The RBI could have dealt with LVB in an open manner than deciding to hand it over "free of cost in a hush-hush manner" to DBS Bank India, he said.
He also said Lord Venkataramana Swamy at Thanthonimalai being the first shareholder, will be the first loser in the RBI proposed deal.
"The shareholder folio number 1 is in the name of the Lord Venkataramana Swamy the presiding deity at the famed temple in Thanthonimalai (in Tamil Thanthondrimalai -- mountain that appeared on its own)," KR Pradeep one of the promoters of LVB told IANS.
"Without a depositors run on the bank, no risk of increased lending and the bank facing no crisis the RBI need not have decided to give the LVB free of cost to DBS Bank India a wholly-owned subsidiary of DBS Bank Ltd, Singapore, without any bidding raises several questions," Pradeep said.
"The RBI could have asked the boards of LVB and DBS Bank India to come out with a merger plan that is acceptable to all. The RBI could have started a competitive process so that a proper valuation could have been derived," Pradeep added.
On Tuesday when RBI announced palming of LVB to DBS Bank India the market capitalisation of the bank was Rs 600 crore, Pradeep said.
According to him, if all shareholders of a bank lose money then who will invest in the banking sector.
As per the draft amalgamation scheme, the RBI has said on and from the appointed date, the entire amount of the paid-up share capital and reserves and surplus, including the balances in the share/securities premium account of the transferor bank (LVB), shall stand written off.
On and from the appointed date, the transferor bank shall cease to exist by operation of the scheme, and its shares or debentures listed in any stock exchange shall stand delisted without any further action from the transferor bank, transferee bank (DBS Bank India) or order from any authority.
The LVB has a network of 563 branches while DBS Bank India has only 33. The amalgamation will give a jump start for DBS Bank India with a ready made branch network.
Pradeep said all the South India based private banks are thin on capital. The shareholders of Yes Bank did not lose and the beleaguered housing finance company Dewan Housing Finance Company Ltd is getting revised offers from suitors.
According to Pradeep, RBI should revisit LVB's valuation.

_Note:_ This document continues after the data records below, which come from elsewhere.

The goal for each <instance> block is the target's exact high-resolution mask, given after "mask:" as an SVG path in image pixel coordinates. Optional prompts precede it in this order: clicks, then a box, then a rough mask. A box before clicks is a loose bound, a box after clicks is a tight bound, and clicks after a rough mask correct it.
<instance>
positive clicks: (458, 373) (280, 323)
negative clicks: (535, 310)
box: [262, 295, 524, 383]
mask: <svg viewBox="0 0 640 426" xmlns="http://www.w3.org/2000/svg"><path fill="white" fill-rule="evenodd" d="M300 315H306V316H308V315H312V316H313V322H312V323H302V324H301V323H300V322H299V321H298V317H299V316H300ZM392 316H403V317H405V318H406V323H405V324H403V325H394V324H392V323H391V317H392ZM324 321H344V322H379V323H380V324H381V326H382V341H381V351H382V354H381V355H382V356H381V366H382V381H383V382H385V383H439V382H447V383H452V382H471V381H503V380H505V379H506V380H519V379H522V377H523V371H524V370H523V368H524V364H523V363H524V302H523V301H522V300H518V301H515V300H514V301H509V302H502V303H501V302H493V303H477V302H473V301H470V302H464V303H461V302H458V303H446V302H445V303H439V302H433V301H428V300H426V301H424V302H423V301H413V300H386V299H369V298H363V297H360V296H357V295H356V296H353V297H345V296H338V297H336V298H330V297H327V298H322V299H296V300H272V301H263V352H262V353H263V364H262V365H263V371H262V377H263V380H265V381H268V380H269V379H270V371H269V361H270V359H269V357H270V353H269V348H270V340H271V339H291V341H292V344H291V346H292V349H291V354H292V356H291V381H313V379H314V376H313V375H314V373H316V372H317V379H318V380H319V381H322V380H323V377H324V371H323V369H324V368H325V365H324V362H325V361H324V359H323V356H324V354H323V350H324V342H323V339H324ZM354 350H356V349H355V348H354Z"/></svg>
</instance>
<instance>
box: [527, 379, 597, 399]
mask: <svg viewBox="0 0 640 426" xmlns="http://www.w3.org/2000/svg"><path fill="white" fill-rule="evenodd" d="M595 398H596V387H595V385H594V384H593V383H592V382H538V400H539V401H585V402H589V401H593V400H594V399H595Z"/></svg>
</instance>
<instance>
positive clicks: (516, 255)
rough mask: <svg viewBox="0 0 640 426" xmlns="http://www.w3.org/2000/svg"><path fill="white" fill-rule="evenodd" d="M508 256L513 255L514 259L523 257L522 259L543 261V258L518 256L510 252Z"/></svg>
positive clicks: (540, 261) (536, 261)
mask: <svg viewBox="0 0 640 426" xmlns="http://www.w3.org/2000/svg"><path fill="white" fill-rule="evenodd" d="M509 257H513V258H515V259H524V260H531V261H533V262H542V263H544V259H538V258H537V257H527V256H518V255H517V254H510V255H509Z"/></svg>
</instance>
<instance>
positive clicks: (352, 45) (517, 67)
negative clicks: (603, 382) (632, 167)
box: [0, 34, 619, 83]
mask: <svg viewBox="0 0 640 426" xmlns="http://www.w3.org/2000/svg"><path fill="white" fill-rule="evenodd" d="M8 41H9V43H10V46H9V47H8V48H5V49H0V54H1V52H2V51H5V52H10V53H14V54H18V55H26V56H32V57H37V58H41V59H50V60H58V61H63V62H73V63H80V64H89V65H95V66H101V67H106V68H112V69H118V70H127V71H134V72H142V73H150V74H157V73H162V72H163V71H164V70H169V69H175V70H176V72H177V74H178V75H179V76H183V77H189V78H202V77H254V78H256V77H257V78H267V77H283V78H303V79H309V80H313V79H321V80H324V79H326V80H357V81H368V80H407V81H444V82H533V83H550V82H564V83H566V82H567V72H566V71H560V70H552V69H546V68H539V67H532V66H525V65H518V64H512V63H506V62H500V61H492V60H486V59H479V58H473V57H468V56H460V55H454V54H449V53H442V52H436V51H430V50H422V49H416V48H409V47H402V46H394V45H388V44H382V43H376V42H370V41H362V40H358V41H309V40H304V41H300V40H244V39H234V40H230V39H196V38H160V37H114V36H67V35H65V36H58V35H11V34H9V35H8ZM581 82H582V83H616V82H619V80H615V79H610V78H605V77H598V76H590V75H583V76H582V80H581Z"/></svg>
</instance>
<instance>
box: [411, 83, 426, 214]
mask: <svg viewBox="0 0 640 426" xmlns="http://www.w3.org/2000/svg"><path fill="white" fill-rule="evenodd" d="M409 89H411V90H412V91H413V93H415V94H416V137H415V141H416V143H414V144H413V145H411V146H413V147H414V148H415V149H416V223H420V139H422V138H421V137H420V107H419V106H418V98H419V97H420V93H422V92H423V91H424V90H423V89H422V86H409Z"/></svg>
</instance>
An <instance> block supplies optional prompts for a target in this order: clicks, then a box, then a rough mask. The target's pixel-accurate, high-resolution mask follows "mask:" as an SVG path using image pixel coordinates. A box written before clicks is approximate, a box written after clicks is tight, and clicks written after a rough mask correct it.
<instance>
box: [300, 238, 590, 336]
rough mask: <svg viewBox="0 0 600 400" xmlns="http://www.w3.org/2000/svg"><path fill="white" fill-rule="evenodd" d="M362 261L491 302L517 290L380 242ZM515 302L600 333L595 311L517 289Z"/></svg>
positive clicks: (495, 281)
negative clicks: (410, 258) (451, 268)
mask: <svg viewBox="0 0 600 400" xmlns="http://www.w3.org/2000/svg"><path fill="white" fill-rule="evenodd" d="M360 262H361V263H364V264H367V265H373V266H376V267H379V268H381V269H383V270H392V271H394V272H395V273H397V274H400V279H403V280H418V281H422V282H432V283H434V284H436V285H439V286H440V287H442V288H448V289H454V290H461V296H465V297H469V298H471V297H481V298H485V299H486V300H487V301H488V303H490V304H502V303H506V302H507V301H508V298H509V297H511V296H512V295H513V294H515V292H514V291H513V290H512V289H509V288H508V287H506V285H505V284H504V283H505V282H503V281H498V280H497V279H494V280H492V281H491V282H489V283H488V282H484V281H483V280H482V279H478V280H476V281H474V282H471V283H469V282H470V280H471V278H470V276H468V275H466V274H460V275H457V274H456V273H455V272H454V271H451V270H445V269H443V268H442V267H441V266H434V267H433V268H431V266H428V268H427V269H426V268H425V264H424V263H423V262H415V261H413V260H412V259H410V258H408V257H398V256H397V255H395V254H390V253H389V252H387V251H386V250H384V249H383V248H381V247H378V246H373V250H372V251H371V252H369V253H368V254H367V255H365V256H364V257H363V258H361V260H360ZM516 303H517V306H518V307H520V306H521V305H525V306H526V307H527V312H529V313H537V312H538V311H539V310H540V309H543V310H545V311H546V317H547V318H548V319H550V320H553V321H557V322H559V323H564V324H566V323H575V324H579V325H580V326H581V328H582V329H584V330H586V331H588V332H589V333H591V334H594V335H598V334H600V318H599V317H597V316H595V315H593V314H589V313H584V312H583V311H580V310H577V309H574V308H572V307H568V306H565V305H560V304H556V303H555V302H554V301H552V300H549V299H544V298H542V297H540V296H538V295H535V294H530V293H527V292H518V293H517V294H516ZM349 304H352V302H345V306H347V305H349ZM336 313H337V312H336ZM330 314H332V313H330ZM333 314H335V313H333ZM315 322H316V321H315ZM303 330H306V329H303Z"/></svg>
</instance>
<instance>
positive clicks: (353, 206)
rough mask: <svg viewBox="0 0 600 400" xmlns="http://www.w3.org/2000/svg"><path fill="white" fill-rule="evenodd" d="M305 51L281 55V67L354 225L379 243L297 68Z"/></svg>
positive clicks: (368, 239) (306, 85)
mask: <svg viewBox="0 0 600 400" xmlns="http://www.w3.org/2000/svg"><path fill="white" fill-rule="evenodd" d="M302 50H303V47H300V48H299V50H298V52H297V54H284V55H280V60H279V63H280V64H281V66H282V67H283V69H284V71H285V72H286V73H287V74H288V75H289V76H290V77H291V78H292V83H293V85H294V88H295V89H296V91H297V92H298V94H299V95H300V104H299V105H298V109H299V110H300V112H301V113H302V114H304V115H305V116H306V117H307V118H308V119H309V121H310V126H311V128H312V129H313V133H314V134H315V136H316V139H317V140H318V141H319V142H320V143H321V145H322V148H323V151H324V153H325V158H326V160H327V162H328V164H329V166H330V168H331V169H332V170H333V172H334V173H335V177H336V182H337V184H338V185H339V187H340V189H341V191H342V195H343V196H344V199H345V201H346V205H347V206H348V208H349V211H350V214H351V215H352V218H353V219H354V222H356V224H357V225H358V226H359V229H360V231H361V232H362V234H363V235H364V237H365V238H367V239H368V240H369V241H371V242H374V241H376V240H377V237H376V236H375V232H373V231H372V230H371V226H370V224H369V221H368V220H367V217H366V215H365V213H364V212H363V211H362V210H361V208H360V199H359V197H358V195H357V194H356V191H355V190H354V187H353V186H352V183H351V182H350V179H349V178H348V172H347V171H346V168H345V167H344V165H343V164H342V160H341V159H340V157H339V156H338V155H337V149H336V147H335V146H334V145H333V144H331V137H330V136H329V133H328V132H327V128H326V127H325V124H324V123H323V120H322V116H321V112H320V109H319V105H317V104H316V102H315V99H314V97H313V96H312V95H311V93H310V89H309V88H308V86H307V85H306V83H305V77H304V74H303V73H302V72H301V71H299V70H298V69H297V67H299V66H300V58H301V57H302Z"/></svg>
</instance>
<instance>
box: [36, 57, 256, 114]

"If LVB is handed over free of cost a bank owned by Government of India then it is understandable, but handing it over to a foreign bank is strange," Pradeep said.
A Chartered Accountant by profession Pradeep said LVB's networth is positive. The provision coverage is about 80 per cent and the capital erosion is due to provisions.
"In 1-3 years when the loans are recovered then these provisions will be reversed. When that happens it is DBS Bank India which would unduly benefit," Pradeep said.
"Nearly 50 per cent of the Rs.3,500 crore provisions will be reversed in couple of years time. It will be a bonanza for DBS Bank India," he added.
According to him, market access to a foreign bank need not be given easily.
"There are Japanese, Korean banks wanting to expand their operations in India. They could have been sounded out," Pradeep added.
Queried about the assets of LVB, Pradeep said apart from own buildings, the bank has the pledged assets by borrowers.
"The assets of the borrowers taken over by LVB have realisable monetary value. This seems to be not taken into account by RBI," Pradeep added.
"The Clermont Group had offered $300 million for 60 per cent stake in LVB in March 2020 and reiterated it in July 2020. Nobody offered to pay zero money to take over LVB. In my view the bank should get a valuation of about Rs 1,500 crore to Rs 2,000 crore," Pradeep remarked.
According to him, the institutional shareholders like Life Insurance Corporation of India and other insurance companies will have to take a call on the matter and take it up with the authorities.
Pradeep said LVB did not approach any other bank to take it over as the bank should continue to exist. Instead the management were discussing with non-banking finance companies (NBFC) which would merge into LVB.
He said he would send his objections to RBI against offering LVB a strategic asset free of cost to DBS Bank India.